Repeatedly, we’ve been told that “Obamacare” will discourage sharp, motivated professionals from becoming doctors. That even though it makes no mention of capping the salary a doctor can make, young people will be so dismayed at any type of regulation to the health insurance market they won’t want to go to school to become one of the wealthiest professions in America.
But what about teachers? Won’t the GOP’s onslaught of attacks on teachers discourage our best, brightest, and most motivated from entering the field of education?
Ever since the Tea Party coup of last year’s midterm elections, it’s been one attack on teachers after another. All across the country, we’ve seen Republican governors and state legislatures cut funds to public education (Florida, Michigan, Ohio, Alabama, Wisconsin, etc.), end collective bargaining for teacher unions (Wisconsin, Ohio), try to cut teacher benefits (all the states mentioned by now and more), get rid of tenure (Alabama), and generally target teachers in different pieces of legislation.
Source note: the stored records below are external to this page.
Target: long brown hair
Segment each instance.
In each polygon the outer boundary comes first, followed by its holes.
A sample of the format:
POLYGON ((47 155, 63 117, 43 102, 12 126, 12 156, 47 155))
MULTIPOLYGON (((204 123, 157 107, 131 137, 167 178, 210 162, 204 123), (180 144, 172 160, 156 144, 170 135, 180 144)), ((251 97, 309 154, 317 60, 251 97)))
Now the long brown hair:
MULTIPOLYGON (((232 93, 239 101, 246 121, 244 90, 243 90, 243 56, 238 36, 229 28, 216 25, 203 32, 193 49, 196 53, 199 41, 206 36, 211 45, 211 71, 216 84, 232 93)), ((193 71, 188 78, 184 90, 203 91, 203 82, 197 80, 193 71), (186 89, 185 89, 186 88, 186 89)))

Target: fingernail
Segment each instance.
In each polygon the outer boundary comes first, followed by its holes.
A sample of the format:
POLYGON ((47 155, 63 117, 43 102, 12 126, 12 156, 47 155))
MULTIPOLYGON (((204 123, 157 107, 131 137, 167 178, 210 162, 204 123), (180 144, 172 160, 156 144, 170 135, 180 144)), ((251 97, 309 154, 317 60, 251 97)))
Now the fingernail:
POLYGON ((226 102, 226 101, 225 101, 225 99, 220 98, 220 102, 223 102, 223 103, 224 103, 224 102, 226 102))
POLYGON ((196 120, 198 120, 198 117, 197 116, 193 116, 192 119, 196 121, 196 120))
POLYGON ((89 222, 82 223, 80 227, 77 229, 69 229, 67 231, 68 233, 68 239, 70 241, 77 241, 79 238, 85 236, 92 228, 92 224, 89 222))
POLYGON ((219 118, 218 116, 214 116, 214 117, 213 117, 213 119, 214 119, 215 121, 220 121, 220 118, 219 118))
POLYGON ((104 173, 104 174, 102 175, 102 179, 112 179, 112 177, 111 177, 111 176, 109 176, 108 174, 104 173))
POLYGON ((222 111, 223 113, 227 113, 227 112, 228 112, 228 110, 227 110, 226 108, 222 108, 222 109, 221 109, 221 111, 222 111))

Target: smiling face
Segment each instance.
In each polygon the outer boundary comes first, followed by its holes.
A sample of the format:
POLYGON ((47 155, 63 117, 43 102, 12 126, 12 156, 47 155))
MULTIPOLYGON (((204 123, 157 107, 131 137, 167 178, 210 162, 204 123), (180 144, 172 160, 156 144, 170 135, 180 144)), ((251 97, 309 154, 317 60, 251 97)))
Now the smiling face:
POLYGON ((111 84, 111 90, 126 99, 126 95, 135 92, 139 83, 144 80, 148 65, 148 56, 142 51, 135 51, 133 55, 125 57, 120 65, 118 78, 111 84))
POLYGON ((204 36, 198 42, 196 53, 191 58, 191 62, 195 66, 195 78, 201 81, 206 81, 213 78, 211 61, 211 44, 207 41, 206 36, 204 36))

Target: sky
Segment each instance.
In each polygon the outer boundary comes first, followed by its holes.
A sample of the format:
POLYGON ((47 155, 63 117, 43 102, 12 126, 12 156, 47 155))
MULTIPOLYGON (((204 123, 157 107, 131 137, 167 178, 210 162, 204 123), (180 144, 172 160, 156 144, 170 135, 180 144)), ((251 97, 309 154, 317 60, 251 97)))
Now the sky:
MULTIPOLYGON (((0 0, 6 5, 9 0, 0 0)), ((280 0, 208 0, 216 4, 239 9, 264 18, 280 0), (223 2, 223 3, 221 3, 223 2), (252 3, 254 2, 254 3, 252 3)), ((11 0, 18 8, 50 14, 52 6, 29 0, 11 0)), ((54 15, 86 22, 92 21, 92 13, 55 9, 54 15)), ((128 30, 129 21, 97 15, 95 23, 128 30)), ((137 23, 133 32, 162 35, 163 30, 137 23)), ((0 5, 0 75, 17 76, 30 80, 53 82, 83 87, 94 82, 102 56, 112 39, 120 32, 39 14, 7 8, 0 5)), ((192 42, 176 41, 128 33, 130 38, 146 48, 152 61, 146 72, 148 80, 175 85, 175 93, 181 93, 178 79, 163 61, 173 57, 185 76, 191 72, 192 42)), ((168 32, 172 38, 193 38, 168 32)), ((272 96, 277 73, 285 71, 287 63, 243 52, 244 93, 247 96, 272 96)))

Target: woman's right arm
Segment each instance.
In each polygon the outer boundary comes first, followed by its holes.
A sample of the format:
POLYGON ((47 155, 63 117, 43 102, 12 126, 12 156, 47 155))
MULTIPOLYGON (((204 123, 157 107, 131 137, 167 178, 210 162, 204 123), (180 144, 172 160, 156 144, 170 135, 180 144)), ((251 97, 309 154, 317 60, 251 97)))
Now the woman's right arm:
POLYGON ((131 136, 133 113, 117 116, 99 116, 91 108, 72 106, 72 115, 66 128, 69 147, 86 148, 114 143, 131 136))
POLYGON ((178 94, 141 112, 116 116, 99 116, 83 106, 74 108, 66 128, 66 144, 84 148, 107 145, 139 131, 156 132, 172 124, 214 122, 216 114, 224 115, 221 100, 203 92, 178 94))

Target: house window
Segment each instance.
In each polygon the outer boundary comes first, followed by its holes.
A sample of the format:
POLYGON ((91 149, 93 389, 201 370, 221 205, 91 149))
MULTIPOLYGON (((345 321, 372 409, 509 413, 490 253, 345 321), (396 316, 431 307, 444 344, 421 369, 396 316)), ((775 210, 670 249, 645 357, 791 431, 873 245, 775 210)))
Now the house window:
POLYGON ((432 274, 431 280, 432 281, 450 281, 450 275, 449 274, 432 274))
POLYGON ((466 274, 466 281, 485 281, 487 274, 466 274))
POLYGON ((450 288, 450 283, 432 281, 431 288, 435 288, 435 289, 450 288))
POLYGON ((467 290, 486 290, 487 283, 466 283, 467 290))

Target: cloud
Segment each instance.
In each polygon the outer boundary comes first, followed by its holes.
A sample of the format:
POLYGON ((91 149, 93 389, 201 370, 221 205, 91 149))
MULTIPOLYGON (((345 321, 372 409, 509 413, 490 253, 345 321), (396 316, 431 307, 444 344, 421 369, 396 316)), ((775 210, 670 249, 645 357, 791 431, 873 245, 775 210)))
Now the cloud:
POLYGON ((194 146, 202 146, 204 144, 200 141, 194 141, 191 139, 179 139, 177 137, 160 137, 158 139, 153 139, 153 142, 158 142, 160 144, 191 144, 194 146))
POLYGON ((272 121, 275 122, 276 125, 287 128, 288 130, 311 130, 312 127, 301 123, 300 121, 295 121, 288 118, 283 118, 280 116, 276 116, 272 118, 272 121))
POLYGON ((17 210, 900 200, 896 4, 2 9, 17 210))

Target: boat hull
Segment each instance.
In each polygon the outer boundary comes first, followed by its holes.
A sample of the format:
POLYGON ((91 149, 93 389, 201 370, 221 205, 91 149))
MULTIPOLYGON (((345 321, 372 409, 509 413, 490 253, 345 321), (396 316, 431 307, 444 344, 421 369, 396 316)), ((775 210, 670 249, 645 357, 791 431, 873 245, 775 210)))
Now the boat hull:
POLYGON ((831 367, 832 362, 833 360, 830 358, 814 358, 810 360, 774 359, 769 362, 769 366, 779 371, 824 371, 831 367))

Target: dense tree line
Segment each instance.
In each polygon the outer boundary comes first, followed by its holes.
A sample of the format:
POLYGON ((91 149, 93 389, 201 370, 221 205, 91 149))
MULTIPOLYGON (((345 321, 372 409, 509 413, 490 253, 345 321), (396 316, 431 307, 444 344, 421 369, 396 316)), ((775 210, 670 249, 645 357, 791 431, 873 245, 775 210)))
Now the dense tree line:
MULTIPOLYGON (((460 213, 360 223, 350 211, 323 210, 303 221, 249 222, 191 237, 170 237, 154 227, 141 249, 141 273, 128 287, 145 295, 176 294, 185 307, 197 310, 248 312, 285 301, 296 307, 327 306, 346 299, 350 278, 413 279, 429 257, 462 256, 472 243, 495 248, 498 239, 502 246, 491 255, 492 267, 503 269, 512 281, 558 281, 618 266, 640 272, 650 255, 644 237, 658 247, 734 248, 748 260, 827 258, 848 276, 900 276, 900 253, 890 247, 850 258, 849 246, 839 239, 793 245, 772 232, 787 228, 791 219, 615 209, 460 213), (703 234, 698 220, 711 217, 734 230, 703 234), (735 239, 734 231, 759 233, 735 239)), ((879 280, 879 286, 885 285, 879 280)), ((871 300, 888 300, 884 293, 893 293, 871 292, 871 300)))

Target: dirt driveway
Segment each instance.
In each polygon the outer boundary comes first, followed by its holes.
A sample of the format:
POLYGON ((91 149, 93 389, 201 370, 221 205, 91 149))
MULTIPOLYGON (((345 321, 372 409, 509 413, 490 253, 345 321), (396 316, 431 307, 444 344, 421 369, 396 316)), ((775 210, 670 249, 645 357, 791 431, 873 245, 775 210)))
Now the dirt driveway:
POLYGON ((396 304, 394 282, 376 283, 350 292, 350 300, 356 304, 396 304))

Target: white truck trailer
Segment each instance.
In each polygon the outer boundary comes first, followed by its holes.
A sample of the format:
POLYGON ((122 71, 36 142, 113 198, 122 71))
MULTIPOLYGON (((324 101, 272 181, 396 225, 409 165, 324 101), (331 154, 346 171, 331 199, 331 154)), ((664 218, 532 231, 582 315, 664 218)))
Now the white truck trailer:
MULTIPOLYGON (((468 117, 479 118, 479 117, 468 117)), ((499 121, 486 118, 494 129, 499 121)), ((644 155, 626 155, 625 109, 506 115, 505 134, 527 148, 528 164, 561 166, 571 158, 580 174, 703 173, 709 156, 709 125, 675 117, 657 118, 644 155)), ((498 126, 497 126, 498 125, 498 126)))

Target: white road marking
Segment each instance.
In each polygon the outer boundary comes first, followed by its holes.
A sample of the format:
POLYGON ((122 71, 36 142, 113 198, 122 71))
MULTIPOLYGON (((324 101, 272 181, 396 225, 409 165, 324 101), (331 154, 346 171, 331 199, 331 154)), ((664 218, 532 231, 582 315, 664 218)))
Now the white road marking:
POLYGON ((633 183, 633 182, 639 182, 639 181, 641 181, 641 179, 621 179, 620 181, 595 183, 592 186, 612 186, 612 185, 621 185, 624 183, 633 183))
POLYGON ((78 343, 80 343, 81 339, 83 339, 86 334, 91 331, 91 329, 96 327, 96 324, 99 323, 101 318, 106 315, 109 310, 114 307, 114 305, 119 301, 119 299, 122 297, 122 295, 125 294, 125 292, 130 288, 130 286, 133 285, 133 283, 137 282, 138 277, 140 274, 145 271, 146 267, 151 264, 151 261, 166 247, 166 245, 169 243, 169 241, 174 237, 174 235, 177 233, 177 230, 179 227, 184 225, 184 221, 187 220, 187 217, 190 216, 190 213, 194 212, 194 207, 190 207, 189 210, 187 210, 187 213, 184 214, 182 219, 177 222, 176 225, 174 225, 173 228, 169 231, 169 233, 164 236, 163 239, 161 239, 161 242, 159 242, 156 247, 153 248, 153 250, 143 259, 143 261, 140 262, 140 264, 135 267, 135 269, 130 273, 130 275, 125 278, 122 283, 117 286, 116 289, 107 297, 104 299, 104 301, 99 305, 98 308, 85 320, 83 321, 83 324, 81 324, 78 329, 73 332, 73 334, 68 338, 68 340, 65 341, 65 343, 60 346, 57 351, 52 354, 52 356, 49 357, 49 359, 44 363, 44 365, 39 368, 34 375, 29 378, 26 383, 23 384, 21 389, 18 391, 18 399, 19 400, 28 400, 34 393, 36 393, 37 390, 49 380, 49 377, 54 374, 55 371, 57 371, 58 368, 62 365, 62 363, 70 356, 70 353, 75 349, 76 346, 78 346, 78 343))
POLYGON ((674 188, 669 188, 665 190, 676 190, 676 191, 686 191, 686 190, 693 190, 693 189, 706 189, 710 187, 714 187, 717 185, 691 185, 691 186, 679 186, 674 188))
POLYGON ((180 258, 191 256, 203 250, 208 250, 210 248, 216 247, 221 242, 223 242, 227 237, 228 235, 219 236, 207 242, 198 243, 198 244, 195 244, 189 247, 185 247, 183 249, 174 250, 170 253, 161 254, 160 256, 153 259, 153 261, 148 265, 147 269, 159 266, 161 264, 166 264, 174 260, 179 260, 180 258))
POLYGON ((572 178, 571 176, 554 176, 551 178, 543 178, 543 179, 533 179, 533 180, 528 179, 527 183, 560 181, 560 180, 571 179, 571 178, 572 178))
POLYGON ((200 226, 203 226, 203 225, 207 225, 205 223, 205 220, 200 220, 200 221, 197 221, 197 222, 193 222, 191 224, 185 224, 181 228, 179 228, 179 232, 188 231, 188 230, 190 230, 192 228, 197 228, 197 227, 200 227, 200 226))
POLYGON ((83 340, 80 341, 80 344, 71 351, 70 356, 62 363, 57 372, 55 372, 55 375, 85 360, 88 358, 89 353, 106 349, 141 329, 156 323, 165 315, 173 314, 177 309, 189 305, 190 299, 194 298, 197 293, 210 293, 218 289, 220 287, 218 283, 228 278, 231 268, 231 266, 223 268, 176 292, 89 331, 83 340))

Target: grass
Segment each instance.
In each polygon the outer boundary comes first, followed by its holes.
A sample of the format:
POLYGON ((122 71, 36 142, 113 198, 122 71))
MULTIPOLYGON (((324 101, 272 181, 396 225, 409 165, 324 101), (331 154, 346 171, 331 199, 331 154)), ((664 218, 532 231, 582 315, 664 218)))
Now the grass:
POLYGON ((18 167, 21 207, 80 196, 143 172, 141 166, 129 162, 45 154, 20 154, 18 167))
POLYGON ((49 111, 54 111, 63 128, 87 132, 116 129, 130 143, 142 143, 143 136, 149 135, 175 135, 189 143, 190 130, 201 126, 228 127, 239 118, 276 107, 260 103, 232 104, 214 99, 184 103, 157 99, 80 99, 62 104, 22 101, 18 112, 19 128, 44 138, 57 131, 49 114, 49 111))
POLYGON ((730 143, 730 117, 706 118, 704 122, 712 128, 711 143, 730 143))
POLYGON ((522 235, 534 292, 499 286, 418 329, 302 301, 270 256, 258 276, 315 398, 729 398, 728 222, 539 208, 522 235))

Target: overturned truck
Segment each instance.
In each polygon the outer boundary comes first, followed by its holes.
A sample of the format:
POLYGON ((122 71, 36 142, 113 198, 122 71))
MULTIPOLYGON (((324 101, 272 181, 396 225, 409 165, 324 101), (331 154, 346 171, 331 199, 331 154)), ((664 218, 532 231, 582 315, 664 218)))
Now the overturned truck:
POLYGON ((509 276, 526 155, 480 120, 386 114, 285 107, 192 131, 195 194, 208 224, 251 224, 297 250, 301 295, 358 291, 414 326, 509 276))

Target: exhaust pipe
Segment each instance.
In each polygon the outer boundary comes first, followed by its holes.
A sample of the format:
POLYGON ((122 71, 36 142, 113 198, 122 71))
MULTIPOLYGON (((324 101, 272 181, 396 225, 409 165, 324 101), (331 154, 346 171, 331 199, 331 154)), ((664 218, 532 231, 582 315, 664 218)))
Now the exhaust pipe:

They’re treating teachers like they’re criminals undeserving of any perks, but Obamacare making insurance companies take people with pre-existing conditions is tyranny for doctors?
The worst part is the pressure for veteran teachers to step down, under bogus claims that they’re “too old” or “incompetent” when really they’re more expensive. They want to hire some green turd from Teach for America to take the place of someone who’s taught in a school district and knows the culture their whole life. The bigger problem is forcing older teachers out to put cheaper teachers in may not work for many more years. There may be no smart, remotely good younger people with teaching degrees to replace them with.
I mean, seeing the never ending bombardment of attacks on teacher tenure, retirement, health insurance benefits, unions, and pay (all of it under the guise of stopping lay offs but there were still mass layoffs in my home state of Alabama) would make any young person think twice about becoming a teacher when they can earn vastly more with the same level of education at a corporation. I know it makes me think twice about going to school to become a teacher for thirty years before I can retire, when there may be no retirement, no health insurance I don’t pay for entirely my self, and the average pay is 25,000 a year.
And maybe that’s what Republicans–a party that has never met a public school they wouldn’t replace with a private one–really want: the collapse of our entire public education system. Every year schools that are already underfunded have to fight tooth and nail for every dollar they get over charter schools or private school vouchers (Republican’s plan to “fix” public education, by letting it fail apart and make way for private schools) and unions do the same for teacher salaries.
By setting such restrictions on teachers, Republicans are doing exactly what they said “Obamacare” would do for doctors, and it ain’t been pretty to watch already underpaid schoolteachers scramble to protect their livelihoods. The GOP might be okay with young people going into business instead of education, but we shouldn’t be.